Me and Julio
Mission trips are emotionally charged experiences. It’s almost impossible to give someone your time, energy, and support without feeling a deep emotional attachment to the place, the community, or the people.
Kathleen Gutierrez was the translator for the trip to Favorito, Cuba, but my four years of Spanish at the Jackson Hole Community School put me into a role of translating casual conversations and basic ideas. This meant that Kathleen had to do all the hard translating for Vacation Bible School or understanding how much we owed the church for our nights sleeping there, while I was able to go on lots of the side adventures!
Ryan Hutton shares his experience on the mission trip to Santa Maria Magdalena in Favorito, Cuba.

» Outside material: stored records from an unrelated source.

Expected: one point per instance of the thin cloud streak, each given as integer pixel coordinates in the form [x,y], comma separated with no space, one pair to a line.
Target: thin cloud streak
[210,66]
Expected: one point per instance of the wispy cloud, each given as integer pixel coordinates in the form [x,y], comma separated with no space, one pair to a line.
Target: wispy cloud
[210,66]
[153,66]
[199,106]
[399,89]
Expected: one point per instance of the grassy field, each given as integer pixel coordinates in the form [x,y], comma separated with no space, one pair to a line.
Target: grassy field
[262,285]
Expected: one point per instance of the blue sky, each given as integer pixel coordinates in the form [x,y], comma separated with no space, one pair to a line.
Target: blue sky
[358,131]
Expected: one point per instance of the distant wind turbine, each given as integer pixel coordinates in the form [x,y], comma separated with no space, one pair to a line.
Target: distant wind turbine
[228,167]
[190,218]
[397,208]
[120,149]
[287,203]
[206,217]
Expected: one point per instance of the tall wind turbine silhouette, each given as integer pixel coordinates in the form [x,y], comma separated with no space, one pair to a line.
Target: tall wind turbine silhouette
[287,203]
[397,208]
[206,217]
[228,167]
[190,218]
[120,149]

On one of those adventures, four people from our church group were going to the ice factory with Julio, a member of the Favorito church, and my mom wanted me to ask if the other groups that came were as much fun as we were. I translated this seemingly simple, light-hearted question, and I got a beautiful but heart-wrenching response. Julio told me that while groups from other churches came to help, they still saw themselves as above the Cuban people, and that more than anything, it made Julio and his family feel like a charity case. He said that the groups didn’t trust him, or were even afraid of him.
Then, with tears in his eyes, Julio told me that while he experienced that feeling with groups from other churches, he didn’t feel that way about us. He said that we trusted, respected, and believed in him on a more personal level. He said that Mike Keegan left his backpack in his house without a second thought about how valuable it was or how easily it would be for someone to take something unnoticed.
Mike saw Julio as his equal, someone deserving of respect not just someone who needed our help. Julio said we were not just related by church or by the contributions we had made to his community, but that we were friends and family who could never be driven apart.
Three other members of the trip were with Julio and me on our way to the ice factory, and while they understood the message that I translated, they did not receive the full weight of what was said. I was listening to Julio say these things in his own language and with words and emotions that I could never translate to English for the others to fully understand.
Nothing can replace the week we spent with our Cuban friends in Favorito, and nothing can replace the relationship we have developed over the last five years.
In the eyes of the Julio and the community we are more than a brother or sister church; we are brothers and sisters with bonds that no one can break.